During the appointment, you will want to discuss the various symptoms that have been observed and the timeline on which they have occurred.
Following this and perhaps some testing, the doctor will likely give your loved one a diagnosis.
If a mental health disorder is confirmed, the doctor might suggest a plan of action.
Take some time to discuss this with your loved one.
4. Educate yourself on mental health disorders
Once your family member has received an official diagnosis for a mental health condition, it’s time for you to educate yourself on the specific disorder and learn about how you can support your loved one throughout the journey they are about to go on.
The internet contains plenty of great resources but it also has its fair share of false information.
Lean on the expertise of qualified, vetted mental health professionals—such as those at Mental Health America and the National Institute of Mental Health—for information and resources that can assist you and your loved one.
5. Discuss treatment options
While you are familiarizing yourself with your family member’s mental health condition and learning of ways to provide better support, be sure to discuss treatment options with your loved one—along with any other trusted family members or very close friends.
There may be certain barriers that threaten to get in the way of treatment—whether it’s money, transportation, or schedule conflicts.
Do your best to navigate these issues together, prioritizing your loved one’s health and well-being.
6. Continue to follow up with your loved one
Once your loved one has agreed to accept treatment for their condition, it’s important that you continue to provide the same unwavering support throughout their journey.
The reality is that suicide is the 10th leading cause of death in the U.S., and checking in regularly could be the difference between a life lost and a life saved.
The good news is that there are many mental health issues that can eventually be defeated, and your consistent love and support will play a critical role in your family member’s recovery.

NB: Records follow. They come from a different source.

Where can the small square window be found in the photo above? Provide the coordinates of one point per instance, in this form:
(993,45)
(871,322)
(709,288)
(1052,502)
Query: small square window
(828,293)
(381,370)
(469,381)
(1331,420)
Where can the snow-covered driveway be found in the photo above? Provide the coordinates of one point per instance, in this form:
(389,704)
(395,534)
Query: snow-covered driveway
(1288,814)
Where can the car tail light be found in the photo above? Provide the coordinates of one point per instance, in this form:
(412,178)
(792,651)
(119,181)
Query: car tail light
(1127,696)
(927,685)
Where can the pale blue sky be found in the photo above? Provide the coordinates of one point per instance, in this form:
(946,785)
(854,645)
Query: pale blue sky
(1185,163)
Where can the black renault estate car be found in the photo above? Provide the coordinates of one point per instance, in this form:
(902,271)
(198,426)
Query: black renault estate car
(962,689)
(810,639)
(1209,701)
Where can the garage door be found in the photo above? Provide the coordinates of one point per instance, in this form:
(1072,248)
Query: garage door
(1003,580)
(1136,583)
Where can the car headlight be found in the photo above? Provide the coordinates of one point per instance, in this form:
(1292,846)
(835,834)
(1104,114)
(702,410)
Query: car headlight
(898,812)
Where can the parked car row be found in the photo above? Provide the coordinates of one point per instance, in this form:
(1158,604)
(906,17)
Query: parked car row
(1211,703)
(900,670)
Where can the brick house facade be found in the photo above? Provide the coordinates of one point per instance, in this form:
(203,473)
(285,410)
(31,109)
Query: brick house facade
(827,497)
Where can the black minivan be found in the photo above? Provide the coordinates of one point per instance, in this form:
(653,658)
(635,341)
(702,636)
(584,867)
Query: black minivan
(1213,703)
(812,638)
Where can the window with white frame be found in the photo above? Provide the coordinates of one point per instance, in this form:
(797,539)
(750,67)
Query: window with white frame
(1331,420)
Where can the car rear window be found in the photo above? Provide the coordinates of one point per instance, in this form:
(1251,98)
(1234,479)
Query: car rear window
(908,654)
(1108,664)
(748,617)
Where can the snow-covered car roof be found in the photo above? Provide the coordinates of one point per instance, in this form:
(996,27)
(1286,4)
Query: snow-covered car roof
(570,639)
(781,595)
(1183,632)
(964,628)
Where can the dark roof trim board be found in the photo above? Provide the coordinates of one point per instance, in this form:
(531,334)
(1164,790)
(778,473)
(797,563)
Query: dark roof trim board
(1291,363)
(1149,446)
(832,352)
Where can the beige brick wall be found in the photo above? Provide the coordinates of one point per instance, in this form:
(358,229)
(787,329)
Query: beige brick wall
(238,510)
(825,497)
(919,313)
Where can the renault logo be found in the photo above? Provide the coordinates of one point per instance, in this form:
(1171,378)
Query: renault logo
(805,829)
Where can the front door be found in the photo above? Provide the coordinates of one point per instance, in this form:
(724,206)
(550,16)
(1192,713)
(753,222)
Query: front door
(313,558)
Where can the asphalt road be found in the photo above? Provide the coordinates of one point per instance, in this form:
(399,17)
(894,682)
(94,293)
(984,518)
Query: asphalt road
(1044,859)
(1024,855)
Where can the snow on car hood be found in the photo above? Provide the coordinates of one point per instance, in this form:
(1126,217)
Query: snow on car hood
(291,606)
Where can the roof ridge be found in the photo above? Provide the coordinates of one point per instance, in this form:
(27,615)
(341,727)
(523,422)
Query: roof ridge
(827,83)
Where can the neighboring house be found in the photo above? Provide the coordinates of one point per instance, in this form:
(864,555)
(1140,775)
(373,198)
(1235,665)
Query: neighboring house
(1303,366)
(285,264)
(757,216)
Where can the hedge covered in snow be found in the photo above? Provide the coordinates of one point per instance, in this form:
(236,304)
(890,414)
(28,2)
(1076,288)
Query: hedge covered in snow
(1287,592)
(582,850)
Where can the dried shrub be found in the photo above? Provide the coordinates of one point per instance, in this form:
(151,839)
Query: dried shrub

Depending on the severity of the condition or illness, however, you may need to prepare for a lifelong struggle with mental health.
By continuing to provide support, you may be able to assist them in keeping their condition at bay or help them identify different ways to manage their condition more easily going forward.
7. Have your own support system
Watching a loved one go to war with mental health disorder can be heartbreaking.
As a key cog in that person’s support system, you are heavily invested in their journey—constantly following the ebbs and flows of their battle and helping them bear the burden of the illness.
These things can leave you physically and emotionally exhausted.
While you’re focusing all of your efforts on caring for that person, you can easily neglect your own needs.
Just as your loved one needs a support system to navigate a mental health disorder, you also need to make sure that you have your own support system to lean on when things get difficult.
Make sure you have people around you who are invested in your wellbeing—whether it’s other family members, close friends, mentors, or therapists.
And remember, you’re not alone. At least 8.4 million U.S. adults provide care to someone with a mental or emotional health issue.
There is help and support readily available to you, too.